AI Agents and the Limits of Consent — When 'Authorisation' Stops Being One Click

Li Wenlong (科技利维坦) takes the Doubao phone assistant — an AI that 'reads your screen' and acts across apps — and asks whether the consent/authorisation mechanism that traditional data law leans on can survive the agent era. His four challenges: the app-bounded 'private' environment dissolves as data and permissions move across apps (with Nissenbaum's Contextual Integrity as the only real conceptual anchor, and far from operational); agents that *act* (not just retrieve) push informed consent past the point of failure already reached by personalised ads; purpose limitation collapses because an agent chooses its own path, means and decisions from a low-information instruction, edging into automated decision-making; and ultra vires agency shifts liability from user to platform, with China's 'hallucination case' and the Air Canada case as the only thin precedents. For overseas counsel building or advising on agentic AI in China: a map of why 'authorisation' is becoming a problem of agency, system control, liability allocation and autonomy — not a checkbox — and why transparency is now a prerequisite, not a feature.

Editor’s Note — DCC.

This brief summarises 《当AI能”阅读”你的屏幕:用户授权能否化解跨端 智能体的隐私风险》by Li Wenlong (李汶龙) on the 科技利维坦 channel — the privacy/authorisation companion to his reverse-interoperability piece on the same Doubao phone assistant. Where that piece asked a competition-law question (should the law restrict an agent that over-interoperates), this one asks a personal-information question: can the consent/authorisation mechanism that PIPL and every other digital-privacy regime depend on survive an AI that reads your screen and acts across your apps? Li leaves the question deliberately open — he flags it as the place real theory-building is needed — so this brief maps his four challenges to the existing framework rather than a settled answer. DCC runs it because it states, more clearly than most, why “agentic AI” is not just a new feature on top of the old consent model but a stress test the old model may fail.

The setup

The Doubao assistant can “read the screen” and carry out tasks across applications on the user’s behalf.
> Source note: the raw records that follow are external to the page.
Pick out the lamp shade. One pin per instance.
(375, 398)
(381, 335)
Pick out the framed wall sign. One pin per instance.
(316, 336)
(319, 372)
That capability, Li argues, breaks a series of assumptions baked into pre-agent data law. He identifies four.

1. The app boundary — the unit of “privacy” — dissolves

Existing data compliance is built inside a stable, clearly bounded app: the application is the unit within which a relatively settled “private” environment is maintained. Agents reshape that. Data, permissions and behaviour now move between apps, and there is — on Li’s reading — no mature cross-app privacy or liability system to govern the movement. Helen Nissenbaum’s Contextual Integrity offers a sense of direction and a conceptual basis, but turning it into workable institutional design is still far off, and requires rethinking the public/private dichotomy that most privacy law silently assumes.

Traditional personalised advertising and recommendation already pushed informed consent close to ineffective — users click through notices they do not read or understand. An agent that does not merely collect and present information but performs acts with legal effect is a different order of magnitude. The user neither knows in advance how the agent will act, nor can predict what cross-app calls and stacked capabilities will produce. Li’s blunt question: has the authorisation mechanism that traditional digital governance relied on already failed completely?

3. Purpose limitation collapses into automated decision-making

Traditional data law manages expectation through purpose limitation — specify the purpose, restrict re-use for a changed purpose — and the path there has been relatively uncontroversial. Agents break this in two ways. First, much of what an agent does is infer human intent from language, an information-poor carrier. Second, in executing a command the agent’s decision space is enormous — which path, which carrier, which service, which decision — and absent a clear upfront specification (which ordinary users cannot give), the agent is effectively performing automated decision-making. Purpose limitation becomes near- ineffective, because we cannot get the user to state each purpose and its scope in advance. Expectation-violating events become inevitable — and because neither the user nor the platform may know how a given decision was reached, transparency becomes a prerequisite compliance question, not a downstream nicety.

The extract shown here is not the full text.